Yes, there were other things. Some people supported and people who cannot hear the word "cancer" without looking the other way. There was a successful operation, and another that was not so successful. There was sadness, of course, but also anger. Anger with nature, with sexuality and with men: Who had infected me with one of the few types of HPV -Human Papillomavirus- that cause cancer? I fantasized about guessing what sexual intercourse had been the cause. If it had been a steady partner or an occasional relationship, I even wondered if it hadn''t been those completely irrelevant intercourses that  I could have avoided. I, who had struggled for years with prejudice and blame for women''s sexuality, spent my time reviewing the hows, whens, and whys to try to identify the moment of contagion. I, who for years had been sure that I did not want to be a mother, faced the possibility of never having the option of being one again.
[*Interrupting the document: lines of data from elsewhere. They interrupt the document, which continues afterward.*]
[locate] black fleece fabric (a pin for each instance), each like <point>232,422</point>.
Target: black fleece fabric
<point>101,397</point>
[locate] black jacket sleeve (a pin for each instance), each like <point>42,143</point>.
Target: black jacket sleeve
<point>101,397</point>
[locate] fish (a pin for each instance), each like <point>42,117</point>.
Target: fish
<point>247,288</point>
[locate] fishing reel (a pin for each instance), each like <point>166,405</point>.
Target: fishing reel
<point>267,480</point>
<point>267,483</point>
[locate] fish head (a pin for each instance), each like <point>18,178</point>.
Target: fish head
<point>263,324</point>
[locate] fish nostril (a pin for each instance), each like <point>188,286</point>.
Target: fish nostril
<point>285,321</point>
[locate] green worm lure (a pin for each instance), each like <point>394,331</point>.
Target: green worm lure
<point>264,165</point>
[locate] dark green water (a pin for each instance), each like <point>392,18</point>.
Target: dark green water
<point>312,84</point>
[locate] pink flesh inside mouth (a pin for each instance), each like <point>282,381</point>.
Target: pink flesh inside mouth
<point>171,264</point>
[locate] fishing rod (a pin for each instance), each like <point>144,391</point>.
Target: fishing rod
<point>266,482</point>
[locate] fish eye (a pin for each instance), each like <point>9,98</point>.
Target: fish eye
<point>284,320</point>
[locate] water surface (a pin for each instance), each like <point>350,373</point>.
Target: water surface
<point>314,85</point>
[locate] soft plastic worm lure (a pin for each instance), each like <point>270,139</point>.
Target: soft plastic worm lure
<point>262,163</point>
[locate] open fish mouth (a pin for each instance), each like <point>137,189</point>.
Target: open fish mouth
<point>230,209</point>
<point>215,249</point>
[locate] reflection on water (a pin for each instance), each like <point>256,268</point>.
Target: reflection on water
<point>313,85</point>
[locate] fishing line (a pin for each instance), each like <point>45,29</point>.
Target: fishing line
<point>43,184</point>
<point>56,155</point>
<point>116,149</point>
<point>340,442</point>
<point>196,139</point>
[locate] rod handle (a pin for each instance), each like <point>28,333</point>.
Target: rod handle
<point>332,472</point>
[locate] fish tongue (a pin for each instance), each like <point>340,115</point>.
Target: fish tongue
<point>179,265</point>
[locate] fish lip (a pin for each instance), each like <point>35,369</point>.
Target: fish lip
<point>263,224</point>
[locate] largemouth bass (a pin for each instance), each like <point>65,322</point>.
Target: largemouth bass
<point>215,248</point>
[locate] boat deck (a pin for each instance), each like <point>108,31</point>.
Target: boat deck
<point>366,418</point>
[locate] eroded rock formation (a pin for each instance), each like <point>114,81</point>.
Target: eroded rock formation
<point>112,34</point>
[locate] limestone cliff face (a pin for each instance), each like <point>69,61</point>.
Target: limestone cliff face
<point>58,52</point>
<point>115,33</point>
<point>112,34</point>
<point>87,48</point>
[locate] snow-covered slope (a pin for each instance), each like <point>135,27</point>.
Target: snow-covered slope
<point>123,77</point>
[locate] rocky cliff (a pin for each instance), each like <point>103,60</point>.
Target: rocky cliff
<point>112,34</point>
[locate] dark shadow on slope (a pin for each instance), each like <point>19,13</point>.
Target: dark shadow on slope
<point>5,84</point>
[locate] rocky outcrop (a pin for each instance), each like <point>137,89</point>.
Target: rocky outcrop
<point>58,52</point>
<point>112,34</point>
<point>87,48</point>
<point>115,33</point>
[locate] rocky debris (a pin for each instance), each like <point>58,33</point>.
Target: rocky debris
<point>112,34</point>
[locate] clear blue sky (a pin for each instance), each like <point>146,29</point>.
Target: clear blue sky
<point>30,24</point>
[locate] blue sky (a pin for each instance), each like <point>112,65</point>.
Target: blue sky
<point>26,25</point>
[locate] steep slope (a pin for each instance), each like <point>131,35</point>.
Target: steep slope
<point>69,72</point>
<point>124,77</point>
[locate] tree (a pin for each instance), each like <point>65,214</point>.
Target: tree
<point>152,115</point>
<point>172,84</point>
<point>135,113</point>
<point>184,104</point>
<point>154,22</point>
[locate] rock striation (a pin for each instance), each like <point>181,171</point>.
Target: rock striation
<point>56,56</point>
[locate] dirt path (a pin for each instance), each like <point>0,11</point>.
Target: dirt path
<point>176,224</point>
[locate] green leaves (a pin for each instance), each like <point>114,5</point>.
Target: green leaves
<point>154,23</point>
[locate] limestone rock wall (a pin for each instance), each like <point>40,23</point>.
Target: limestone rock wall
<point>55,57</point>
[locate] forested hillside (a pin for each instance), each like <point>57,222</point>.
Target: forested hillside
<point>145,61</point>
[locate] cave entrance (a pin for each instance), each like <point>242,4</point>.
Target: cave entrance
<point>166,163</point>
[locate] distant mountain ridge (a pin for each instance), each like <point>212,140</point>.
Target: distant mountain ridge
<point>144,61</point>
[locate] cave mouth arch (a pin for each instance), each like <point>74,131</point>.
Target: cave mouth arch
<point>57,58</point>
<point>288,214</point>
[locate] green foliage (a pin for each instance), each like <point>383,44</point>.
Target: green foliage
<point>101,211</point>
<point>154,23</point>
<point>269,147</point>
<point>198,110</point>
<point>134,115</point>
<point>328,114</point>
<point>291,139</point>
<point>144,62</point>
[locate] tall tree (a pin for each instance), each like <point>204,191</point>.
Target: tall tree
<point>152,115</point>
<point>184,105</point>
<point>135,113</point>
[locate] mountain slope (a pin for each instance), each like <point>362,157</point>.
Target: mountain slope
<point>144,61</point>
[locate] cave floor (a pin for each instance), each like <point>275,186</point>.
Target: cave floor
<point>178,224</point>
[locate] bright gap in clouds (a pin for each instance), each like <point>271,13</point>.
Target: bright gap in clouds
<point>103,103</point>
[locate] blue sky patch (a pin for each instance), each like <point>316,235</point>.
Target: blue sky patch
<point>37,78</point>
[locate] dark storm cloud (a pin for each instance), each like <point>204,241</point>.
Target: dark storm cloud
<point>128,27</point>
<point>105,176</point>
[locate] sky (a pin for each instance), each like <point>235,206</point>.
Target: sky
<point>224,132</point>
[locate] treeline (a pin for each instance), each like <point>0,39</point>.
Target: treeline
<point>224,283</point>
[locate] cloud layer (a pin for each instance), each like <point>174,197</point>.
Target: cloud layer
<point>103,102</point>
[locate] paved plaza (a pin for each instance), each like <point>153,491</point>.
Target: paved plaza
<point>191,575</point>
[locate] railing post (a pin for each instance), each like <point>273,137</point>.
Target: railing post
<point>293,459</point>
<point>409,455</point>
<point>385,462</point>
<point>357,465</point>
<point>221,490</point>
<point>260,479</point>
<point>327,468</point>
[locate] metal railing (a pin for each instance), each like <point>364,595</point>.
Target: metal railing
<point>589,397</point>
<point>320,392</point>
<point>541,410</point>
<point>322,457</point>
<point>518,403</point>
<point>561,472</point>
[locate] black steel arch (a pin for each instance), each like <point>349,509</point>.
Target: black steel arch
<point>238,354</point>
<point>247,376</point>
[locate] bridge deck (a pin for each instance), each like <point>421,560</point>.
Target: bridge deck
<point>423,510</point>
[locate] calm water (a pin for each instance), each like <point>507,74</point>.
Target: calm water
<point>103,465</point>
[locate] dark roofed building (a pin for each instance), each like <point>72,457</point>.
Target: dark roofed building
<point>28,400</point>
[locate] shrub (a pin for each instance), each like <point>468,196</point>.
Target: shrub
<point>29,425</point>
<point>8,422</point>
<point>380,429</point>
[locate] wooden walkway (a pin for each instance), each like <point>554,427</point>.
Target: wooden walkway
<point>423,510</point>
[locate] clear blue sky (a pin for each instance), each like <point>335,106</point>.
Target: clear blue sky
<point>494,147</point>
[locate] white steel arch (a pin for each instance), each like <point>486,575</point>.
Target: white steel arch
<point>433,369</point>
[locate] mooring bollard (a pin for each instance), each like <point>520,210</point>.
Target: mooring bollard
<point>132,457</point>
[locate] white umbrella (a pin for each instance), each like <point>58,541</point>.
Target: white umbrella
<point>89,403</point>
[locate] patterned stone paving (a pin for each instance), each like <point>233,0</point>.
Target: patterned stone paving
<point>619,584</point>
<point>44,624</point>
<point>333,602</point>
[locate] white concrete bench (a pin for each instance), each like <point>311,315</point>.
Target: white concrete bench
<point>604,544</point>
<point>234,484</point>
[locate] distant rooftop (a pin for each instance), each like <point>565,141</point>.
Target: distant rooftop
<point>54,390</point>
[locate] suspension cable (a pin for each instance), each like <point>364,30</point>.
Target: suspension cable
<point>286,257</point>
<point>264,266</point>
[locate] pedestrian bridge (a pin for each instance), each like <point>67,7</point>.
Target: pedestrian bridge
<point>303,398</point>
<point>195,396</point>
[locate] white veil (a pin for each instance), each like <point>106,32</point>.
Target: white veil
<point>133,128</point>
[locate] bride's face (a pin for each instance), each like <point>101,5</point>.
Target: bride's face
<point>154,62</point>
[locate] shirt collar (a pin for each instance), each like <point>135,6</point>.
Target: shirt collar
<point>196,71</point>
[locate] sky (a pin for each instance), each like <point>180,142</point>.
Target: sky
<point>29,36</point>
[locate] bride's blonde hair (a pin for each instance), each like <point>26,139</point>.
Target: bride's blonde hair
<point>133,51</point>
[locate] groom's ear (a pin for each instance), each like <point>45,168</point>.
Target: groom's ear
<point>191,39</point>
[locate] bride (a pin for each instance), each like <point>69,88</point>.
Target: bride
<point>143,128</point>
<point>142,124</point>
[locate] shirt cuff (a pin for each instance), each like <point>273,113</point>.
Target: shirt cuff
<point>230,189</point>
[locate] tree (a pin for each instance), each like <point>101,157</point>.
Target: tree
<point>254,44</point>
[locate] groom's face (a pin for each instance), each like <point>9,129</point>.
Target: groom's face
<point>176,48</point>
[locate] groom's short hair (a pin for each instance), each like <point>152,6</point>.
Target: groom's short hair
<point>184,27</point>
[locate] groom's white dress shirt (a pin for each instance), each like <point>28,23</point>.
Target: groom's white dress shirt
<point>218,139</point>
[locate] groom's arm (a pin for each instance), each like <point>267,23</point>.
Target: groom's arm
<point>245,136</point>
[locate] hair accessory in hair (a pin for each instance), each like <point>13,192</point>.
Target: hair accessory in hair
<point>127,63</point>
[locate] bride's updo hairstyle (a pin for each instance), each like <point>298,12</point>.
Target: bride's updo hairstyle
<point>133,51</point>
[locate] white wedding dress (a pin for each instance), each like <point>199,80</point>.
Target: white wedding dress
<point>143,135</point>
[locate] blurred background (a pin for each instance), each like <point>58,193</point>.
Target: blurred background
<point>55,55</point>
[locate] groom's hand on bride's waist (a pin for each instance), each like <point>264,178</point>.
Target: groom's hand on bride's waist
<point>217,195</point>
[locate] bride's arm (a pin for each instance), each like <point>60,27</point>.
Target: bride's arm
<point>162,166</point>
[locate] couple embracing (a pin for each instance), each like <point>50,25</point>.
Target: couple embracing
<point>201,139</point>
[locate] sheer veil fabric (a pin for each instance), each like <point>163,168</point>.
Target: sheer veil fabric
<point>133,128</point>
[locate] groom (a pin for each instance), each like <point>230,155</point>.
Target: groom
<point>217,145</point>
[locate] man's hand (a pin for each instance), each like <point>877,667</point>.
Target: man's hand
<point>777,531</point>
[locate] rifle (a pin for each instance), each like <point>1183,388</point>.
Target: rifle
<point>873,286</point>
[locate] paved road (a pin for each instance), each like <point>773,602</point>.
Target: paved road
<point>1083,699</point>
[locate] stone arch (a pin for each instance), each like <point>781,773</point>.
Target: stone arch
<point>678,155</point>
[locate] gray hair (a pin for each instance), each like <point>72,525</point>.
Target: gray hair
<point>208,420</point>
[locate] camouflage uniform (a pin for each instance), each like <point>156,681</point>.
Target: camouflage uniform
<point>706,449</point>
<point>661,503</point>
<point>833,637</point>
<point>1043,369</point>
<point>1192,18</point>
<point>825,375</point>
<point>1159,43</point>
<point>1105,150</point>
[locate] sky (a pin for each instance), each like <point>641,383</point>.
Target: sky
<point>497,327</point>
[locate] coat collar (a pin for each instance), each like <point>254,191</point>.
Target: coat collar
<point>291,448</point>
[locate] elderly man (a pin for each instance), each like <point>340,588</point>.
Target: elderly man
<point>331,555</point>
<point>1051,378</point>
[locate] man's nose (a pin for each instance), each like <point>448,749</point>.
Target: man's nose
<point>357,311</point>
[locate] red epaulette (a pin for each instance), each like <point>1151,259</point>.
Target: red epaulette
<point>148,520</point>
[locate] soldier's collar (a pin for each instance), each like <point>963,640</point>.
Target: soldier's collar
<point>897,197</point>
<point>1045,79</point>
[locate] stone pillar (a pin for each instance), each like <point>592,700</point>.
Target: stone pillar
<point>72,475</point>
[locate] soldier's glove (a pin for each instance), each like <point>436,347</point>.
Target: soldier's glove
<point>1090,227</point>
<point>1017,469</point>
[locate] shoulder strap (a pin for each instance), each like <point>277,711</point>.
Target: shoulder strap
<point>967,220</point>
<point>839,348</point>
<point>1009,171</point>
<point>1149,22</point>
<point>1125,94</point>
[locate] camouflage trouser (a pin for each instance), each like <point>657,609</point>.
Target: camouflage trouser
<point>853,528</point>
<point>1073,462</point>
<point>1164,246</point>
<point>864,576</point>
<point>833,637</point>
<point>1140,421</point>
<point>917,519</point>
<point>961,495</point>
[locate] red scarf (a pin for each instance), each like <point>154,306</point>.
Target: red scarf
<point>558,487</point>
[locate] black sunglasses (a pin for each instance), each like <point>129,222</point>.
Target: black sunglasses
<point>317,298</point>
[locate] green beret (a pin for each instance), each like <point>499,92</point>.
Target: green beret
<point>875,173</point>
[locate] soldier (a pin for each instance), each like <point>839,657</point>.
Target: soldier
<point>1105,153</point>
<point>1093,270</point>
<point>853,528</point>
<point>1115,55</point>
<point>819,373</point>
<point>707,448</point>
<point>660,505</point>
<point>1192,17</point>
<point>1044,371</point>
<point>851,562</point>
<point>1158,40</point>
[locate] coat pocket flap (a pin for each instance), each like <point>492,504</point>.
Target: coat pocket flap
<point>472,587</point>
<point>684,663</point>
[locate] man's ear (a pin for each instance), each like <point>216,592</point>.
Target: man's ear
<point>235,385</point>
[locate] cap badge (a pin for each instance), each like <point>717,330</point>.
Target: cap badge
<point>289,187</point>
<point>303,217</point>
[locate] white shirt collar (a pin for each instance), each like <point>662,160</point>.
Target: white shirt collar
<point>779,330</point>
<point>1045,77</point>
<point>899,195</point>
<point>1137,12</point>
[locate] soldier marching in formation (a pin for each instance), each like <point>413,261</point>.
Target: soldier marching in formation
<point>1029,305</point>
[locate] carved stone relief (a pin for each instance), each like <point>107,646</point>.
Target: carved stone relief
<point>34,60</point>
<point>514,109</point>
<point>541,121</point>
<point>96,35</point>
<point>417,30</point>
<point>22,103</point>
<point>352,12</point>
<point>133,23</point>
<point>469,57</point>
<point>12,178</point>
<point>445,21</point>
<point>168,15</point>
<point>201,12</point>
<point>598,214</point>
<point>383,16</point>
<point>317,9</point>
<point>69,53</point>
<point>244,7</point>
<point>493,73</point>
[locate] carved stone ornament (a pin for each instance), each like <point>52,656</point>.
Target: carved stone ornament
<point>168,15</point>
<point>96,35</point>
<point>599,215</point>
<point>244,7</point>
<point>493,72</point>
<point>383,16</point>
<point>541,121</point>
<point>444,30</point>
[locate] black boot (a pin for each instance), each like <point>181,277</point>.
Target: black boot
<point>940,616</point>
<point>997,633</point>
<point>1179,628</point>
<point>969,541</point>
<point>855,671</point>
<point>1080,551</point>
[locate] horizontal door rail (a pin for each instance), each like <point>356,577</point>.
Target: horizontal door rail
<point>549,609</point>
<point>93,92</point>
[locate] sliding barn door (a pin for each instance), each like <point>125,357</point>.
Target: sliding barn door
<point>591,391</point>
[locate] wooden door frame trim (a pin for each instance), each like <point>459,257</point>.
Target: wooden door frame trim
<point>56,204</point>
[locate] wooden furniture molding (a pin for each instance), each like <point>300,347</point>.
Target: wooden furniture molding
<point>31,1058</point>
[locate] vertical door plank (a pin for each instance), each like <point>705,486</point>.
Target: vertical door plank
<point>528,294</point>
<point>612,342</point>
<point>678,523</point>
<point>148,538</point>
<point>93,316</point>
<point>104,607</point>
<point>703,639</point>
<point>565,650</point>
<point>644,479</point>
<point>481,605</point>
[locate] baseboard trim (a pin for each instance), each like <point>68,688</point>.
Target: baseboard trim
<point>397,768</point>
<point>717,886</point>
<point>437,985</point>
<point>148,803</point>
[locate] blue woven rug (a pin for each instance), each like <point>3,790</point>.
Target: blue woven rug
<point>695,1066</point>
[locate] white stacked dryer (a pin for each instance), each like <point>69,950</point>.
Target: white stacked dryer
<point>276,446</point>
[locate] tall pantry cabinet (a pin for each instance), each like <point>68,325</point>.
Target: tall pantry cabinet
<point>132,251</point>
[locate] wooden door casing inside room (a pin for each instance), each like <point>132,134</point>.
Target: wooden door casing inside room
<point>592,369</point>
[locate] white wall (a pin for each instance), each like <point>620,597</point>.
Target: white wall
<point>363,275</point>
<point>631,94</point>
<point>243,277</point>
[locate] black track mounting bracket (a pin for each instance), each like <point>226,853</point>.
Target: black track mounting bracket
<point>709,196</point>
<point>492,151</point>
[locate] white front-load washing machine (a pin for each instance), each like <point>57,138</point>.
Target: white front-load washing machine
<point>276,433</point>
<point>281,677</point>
As a feminist, I realized that I had lived for years with an invisible and stealthy enemy without even noticing it. How disconnected does one have to be from her own body not to hear the deaf cry of the expanding infected tissue? We have heard so many times that women should not be touched even a rose petal, that also we have stopped feeling, listening, and perceiving ourselves.

I once read that "the real revolution is to accept your own body." While publicity floods us with images of our menstruation as a blue liquid that cannot be shown, legs that are being shaved are already shaved, and that pubis, vulva, and vagina are the "V" zone. We have to make a double effort to revolutionize -and revolutionize us- from the acceptance, exploration, and the senses. My cancer, as I said, was kind. But cervical cancers of thousands of women are not. In Mexico, cervical cancer is the second leading cause of cancer death among women. The prejudices, the fear, the taboo subjects, and the ignorance of our own body are cultivation fields that contribute to the lack of prevention. On March 26, we commemorate World Day for Cervical Cancer Prevention Prevention. Every March, I want to scream at all the women to have check-ups every year, to touch each other, to look at each other, to listen. Every month, no matter what this is, I want to tell women who already have a diagnosis: They are not alone.